Tuesday 29 November 2011

Dinna, dinna, dinna, dinna, dinna, dinna, dinna, dinna ......


Fuck Guy Fawkes, the Occupy London protest is actually more like batman; it gives you a good feeling knowing he/they’re out there fighting the good fight, just don’t think too hard about it or you’ll realise it’s a bunch of mentalists wearing their pants over their trousers.

I mean seriously, I had a nosey at the protests the other day and the first thing I came across was a cardboard sign claiming 9’11 was a conspiracy. Similarly, a vaguely interesting episode of the Radio 4 programme the Report (broadcast Nov 17th) described how attempts to get the Occupy London lot to support a Tobin/Robin Hood tax had failed because (a) every demand they make requires consensus and (b) as some of the protestors oppose the very existence of banks, a tax on financial transactions was irrelevant.

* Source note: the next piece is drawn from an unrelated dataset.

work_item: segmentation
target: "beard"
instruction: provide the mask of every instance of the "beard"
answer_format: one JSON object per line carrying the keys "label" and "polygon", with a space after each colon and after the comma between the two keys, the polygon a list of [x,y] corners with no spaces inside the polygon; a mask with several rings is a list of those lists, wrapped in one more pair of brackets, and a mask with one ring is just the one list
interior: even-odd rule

But, that kind of naïve/stupid/ideological purity at all costs regardless of it achieving nothing of any substance whatsoever/adolescent fucktardness isn’t the point. The actual point is to ignore pretty much anything the protestors say and focus instead on the broader cultural wave they’re riding.

To give just one example here is what a post in the Financial Times FT Alphaville blog said in advance of the Pre-Budget thingy - “The misery can be eased, and the populace comforted, if only Mr Osborne could find a way of making the fattest cats pay more. He underestimates the depth of feeling against this thin layer of full-fat atop the skimmed milk the rest of us are on at his peril. Pay rises to FTSE100 directors, bonuses for bankers at loss-making rescued banks, and rewards to departing failed executives (in both public and private sectors) all fuel the resentment. Austerity is bearable if everyone is paying. If some are seen to escape, then the likely result is something much worse than a few tents outside St Pauls.”

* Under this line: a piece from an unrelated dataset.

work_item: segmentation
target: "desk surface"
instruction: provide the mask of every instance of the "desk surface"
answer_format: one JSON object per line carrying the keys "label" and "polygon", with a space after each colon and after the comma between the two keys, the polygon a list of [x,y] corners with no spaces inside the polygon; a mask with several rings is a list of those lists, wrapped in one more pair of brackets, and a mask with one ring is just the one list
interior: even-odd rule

Just chew on that for a second – this is the Financial Times being used to warn the chancellor that he needs to do something about fat cats because of a widespread revulsion about how things are playing out. The Financial Times!

Tomorrow’s one day public sector strike similarly epitomises this broader cultural wave. So sure, sure, you can slag off public sector workers for not living in the “real” world as you make arrangements for getting your kids looked after. You could even compare and contrast “gold plated” public sector pensions with the private sector, ignoring in the process how that simply reflects the weakness of private sector trade unionism. But, again that, as with slagging off the Occupy lot as get a haircut, get a job, have a bath mentals, is to miss the point.

Rather, as at least one teacher has put it straightforwardly to me “why should I have to pay for the mess the bankers made?” It’s a fair question, one that simply isn’t getting asked with any meaning by any mainstream politicians of any significance and certainly doesn’t figure in any of their policies. It also taps into what I think (for which read hope going by the pathetic turnouts in the numerous strike votes) is a broader dissatisfaction with the way shit is wherein the legitimacy of established arrangements – we vote for a socio-economic-political elite to get more and more of everything it wants in exchange for us getting a decent pension, a job, a new telly and a future for our kids – is currently being got tae fuck in a fuck me and you, but never them kind of way.


P.S. No this isn't a plea to view things via some puerile end capitalism now vs give the job/wealth creators everything they want cos we’ll all benefit in the long run dichotomy, not least because in the long run we are all dead.